Asked what was meant-by “culturally-sensitive”, the think tank said the passage was “around recognising that racial bias may sometimes influence how some teachers might implement behaviour policies”.

Inclusive schools should also have “transparent and clear” admissions arrangements where student ability plays no part.

The government’s push on inclusion has prompted some to accuse ministers of pursuing it to the detriment of academic standards and strict behaviour policies.

‘Inclusion not divorced from high standards’

But the report went on to say it was “important also to define here how we do not see inclusion.

“We do not accept, as some imply, that inclusion is somehow soft or divorced from high standards, either academically or in terms of behaviour – it is not.

“We believe that every single young person deserves the very best in terms of outcomes, destinations, quality of teaching, school experience and extra-curricular opportunities.”

The report called for a government green paper on options for “wholesale reform of the school system to become meaningfully inclusive, including the accountability system, with inclusion at its centre”.

The DfE should also issue statutory guidance on inclusion, drawing on the report’s definition and principles, and extend its live attendance dashboard to include information on a school’s roll.

Return admissions duties to councils

RISE school improvement teams should have their remit extended to include monitoring and accountability of school roll data, and the DfE should review the right of academy trusts to be their own admissions authority, returning the duty to councils.

Training on inclusive practices should be mandatory as part of continuing professional development, and statutory guidance should be issued on managed moves.

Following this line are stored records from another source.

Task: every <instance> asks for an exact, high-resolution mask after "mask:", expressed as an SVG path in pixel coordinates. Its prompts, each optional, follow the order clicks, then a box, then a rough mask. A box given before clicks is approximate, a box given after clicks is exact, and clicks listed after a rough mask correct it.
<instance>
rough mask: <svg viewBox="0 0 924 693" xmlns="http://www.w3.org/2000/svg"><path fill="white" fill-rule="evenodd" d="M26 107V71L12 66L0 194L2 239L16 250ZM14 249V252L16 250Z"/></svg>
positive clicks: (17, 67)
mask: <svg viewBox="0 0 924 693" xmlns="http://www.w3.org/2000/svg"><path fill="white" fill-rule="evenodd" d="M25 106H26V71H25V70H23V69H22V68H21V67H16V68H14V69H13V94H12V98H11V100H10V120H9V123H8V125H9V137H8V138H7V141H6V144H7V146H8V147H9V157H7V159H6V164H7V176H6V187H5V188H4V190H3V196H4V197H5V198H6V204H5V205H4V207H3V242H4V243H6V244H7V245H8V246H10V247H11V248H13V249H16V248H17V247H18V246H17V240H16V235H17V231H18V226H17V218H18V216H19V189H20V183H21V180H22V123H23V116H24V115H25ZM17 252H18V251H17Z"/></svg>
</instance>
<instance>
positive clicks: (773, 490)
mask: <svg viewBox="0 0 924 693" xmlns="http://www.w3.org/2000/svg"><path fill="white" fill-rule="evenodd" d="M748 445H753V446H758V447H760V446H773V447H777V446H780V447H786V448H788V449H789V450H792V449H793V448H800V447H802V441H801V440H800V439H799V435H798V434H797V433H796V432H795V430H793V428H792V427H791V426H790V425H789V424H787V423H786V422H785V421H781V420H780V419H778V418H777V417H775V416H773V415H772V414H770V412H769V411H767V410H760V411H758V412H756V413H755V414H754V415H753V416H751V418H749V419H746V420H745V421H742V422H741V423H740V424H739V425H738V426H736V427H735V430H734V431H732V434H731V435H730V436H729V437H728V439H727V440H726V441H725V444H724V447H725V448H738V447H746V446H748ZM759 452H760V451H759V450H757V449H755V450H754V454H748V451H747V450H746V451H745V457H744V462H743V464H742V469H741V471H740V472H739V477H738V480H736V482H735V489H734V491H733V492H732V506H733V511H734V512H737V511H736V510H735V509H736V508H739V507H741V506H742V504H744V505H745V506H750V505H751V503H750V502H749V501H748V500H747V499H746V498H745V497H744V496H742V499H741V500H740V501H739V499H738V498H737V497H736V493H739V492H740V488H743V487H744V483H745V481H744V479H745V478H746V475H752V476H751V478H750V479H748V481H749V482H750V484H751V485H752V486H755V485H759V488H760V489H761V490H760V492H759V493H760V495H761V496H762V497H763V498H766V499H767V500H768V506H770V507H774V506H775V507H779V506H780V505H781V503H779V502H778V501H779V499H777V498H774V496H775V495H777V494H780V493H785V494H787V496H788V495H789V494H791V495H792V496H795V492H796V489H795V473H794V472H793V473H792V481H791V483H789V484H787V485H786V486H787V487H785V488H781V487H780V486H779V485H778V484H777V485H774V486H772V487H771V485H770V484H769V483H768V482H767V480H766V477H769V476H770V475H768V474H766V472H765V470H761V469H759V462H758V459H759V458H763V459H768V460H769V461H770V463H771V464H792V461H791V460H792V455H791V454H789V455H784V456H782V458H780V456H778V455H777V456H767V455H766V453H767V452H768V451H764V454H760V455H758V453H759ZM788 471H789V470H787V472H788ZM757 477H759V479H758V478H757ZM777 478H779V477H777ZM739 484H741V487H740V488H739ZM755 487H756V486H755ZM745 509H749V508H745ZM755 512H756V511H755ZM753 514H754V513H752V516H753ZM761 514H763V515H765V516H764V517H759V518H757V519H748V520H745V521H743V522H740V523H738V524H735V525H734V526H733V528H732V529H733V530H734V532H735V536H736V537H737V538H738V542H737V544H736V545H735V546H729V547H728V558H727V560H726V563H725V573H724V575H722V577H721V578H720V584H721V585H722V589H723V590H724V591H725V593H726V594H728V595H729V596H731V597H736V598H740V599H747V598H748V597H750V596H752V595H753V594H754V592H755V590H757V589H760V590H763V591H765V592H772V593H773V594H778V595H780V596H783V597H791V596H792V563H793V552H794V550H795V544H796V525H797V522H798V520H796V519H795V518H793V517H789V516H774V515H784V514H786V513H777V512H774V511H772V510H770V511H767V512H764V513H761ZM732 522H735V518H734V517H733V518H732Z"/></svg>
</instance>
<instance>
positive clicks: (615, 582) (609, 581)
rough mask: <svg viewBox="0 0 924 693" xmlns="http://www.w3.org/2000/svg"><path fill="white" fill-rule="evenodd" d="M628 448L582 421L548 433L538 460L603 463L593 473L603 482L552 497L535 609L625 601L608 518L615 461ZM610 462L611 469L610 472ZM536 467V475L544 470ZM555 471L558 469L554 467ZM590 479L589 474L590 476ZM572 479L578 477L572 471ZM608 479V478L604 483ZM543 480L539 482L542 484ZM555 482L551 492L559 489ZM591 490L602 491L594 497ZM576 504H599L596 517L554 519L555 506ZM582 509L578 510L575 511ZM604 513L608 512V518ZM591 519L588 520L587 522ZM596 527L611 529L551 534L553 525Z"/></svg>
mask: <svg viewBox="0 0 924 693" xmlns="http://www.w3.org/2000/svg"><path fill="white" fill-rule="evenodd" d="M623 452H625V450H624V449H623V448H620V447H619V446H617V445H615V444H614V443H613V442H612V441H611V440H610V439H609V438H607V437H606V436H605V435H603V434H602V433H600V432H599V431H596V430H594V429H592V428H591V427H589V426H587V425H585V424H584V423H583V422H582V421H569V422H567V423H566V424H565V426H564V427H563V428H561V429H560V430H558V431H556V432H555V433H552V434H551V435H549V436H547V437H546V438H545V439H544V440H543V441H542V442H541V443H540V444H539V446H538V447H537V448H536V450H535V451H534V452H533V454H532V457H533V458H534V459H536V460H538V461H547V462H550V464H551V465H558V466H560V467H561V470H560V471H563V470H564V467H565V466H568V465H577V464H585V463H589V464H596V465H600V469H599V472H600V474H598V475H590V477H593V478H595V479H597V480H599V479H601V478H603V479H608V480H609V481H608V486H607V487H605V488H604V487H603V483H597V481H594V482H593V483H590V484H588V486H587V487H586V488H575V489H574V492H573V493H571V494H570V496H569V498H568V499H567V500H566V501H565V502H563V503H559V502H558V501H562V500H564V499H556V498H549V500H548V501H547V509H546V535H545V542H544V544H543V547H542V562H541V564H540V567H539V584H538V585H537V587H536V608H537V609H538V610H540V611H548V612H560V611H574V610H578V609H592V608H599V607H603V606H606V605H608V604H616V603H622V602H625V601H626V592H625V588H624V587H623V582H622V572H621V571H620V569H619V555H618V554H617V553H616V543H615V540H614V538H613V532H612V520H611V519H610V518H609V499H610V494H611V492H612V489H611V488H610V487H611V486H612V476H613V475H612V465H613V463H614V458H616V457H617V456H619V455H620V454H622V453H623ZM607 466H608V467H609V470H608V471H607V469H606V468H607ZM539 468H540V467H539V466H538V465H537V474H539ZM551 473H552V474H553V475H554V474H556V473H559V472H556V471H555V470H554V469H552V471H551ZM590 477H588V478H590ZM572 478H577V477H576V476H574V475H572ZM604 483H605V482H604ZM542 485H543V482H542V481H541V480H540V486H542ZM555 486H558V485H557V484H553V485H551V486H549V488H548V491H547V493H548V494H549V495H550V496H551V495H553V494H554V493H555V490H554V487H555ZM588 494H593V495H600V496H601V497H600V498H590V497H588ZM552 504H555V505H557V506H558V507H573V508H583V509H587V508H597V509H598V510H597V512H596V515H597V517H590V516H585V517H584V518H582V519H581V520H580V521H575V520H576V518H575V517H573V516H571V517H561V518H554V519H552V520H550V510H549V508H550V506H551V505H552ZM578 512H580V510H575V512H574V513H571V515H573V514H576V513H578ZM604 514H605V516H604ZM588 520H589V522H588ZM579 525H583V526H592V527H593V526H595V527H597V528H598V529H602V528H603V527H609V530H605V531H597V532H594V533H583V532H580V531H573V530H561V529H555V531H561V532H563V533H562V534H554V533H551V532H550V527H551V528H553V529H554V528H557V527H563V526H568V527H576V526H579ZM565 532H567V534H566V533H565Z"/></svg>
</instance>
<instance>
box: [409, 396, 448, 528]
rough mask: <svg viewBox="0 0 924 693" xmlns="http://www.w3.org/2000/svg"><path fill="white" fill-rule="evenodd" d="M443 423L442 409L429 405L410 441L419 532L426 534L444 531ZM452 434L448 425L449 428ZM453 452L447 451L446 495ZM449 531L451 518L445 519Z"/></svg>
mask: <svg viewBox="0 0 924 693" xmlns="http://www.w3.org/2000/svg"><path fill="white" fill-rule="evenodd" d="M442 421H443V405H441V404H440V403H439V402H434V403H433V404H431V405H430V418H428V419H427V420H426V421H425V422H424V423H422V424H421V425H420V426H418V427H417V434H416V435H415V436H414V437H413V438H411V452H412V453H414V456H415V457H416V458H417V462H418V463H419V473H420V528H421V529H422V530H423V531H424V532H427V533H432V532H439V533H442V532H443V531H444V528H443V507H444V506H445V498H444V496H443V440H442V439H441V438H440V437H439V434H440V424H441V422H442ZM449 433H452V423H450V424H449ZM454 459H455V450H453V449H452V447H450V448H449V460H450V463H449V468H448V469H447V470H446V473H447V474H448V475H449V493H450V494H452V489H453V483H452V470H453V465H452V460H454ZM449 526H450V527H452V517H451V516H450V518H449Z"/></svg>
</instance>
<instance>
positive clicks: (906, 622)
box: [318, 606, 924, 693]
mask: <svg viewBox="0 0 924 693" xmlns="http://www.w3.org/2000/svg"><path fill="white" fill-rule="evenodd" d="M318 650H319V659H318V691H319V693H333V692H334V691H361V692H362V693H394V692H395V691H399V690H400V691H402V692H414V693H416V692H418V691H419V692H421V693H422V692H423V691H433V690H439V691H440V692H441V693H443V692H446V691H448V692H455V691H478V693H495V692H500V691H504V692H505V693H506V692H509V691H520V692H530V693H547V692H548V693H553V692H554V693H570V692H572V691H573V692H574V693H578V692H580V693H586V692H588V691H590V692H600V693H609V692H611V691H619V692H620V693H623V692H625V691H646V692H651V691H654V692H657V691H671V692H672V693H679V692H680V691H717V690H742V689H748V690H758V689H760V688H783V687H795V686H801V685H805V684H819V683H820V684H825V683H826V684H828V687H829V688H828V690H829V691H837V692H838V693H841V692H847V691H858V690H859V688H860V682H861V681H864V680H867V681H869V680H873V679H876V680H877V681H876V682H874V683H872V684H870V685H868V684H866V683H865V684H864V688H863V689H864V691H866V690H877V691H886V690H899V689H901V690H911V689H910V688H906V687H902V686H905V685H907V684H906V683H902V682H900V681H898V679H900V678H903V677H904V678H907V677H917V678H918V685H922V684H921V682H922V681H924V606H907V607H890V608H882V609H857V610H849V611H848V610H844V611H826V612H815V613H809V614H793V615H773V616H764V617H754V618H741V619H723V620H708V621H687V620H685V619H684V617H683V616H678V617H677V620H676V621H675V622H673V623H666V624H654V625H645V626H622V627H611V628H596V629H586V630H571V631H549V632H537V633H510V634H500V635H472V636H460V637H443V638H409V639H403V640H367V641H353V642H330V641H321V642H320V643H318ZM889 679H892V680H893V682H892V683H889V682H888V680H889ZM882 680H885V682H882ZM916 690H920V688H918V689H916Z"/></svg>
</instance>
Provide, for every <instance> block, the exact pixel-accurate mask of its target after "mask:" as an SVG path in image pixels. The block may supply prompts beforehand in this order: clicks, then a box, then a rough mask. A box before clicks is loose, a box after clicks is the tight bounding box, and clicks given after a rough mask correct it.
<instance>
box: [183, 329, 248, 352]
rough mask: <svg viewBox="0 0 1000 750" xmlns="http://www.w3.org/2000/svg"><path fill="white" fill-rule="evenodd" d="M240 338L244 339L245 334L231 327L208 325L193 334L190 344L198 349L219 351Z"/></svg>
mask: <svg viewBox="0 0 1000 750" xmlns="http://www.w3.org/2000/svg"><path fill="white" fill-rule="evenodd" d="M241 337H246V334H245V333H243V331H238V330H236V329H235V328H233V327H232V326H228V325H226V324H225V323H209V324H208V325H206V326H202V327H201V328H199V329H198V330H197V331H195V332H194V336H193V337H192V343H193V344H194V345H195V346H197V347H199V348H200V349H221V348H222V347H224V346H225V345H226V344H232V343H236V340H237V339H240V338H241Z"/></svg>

Councils should collect and publish data showing the inclusivity of local schools.

Uttley said the definition of inclusion in the report “is a starting point for a future where mainstream inclusion is a reality.

“Schools that follow this definition are those that take responsibility for the progress and wellbeing of all pupils, including, and especially, the most vulnerable or disadvantaged. This definition is not about being soft or divorced from high standards.”